It was, then, an inauspicious beginning for Sir Robert Peel’s new force of law and order.

The reports of the Metropolitan Police Courts in the early years (when ‘Police Office’ is a more accurate term) are not as regular, or often as fulsome as they were after mid century, but this one from 1830 gives us a sense of the difficulties the police had in establishing themselves as protectors of the public and the state in the 1800s.

In early May 1830 PC John Harding (99 E) was placed in the dock at Bow Street accused of assaulting a member of the public. The charge was brought by a respectable member of society, a Middlesex magistrate no less, named Mr Mallard.

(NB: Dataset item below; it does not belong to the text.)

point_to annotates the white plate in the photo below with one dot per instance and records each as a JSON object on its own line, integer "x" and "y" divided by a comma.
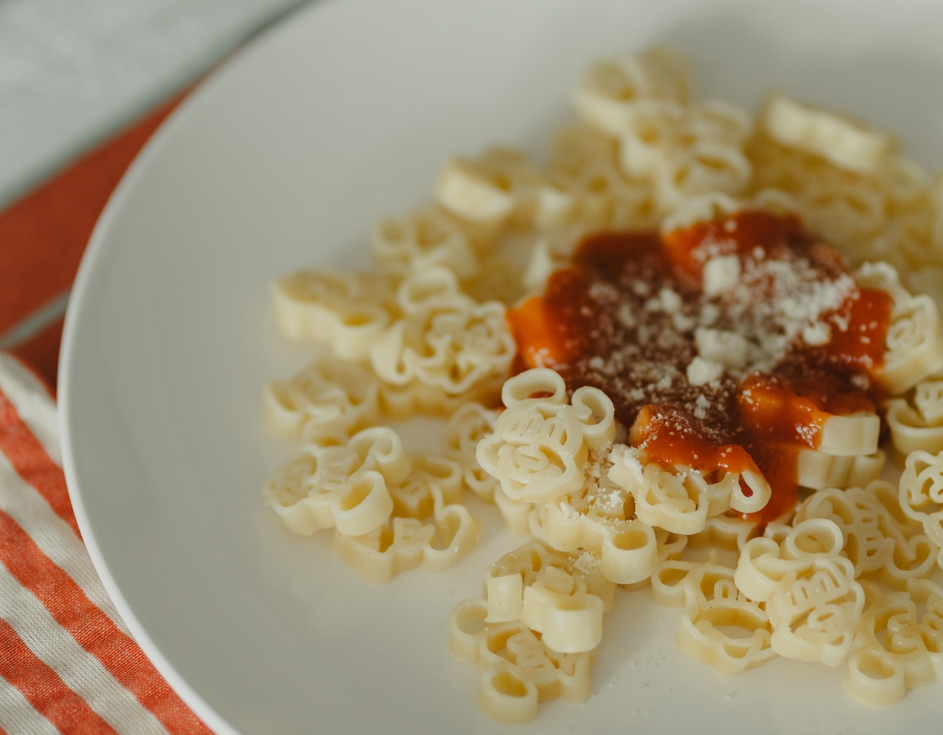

Mr Mallard claimed that he had seen PC Harding maltreating a woman in Russell Street, near the British Museum. It had been around 6 o’clock in the afternoon when he saw the policeman dragging a woman (later identified as Sarah Scott) up and down the street, while she protested.

Harding was not apparently on duty as he wasn’t wearing his badge, as the Middlesex justice told his colleague at Bow Street. When Mr Mallard attempted to stop the PC from continuing with his abuse of Sarah he received short shrift and a mouthful of invective. Crossing the road Mallard took out his pocket book and started to write down the copper’s details so he could report him.

At this PC Harding strode across towards him, ‘seized him by the collar’ and said: ‘I’ll teach a fellow like you to take a Policeman’s number!’ Mallard explained that he was a magistrate but Harding was undeterred; instead he grabbed him by the arm and ‘dragged him through St Giles into the High-street’, while a crowd of baying onlookers hooted at him.

Finally, Mallard was able to present PC Harding with his calling card and was released. He went and complained to the commissioners but was informed that the policeman was only doing his duty (as regards arresting the woman) and so would keep his job. Sarah Scott appeared and gave evidence that supported the magistrate’s version of events, while PC Harding argued that he had arrested the woman as she was interfering with his attempts to chastise a young street tearaway.

Mr Halls, the Bow Street justice on duty, was clearly conflicted. When presented with the word of a magistrate versus that of a policeman he felt unable to decide what the merits of the case were. Instead he chose to pass it up through the system, to the Sessions of the Peace, where a jury could decide whom to believe.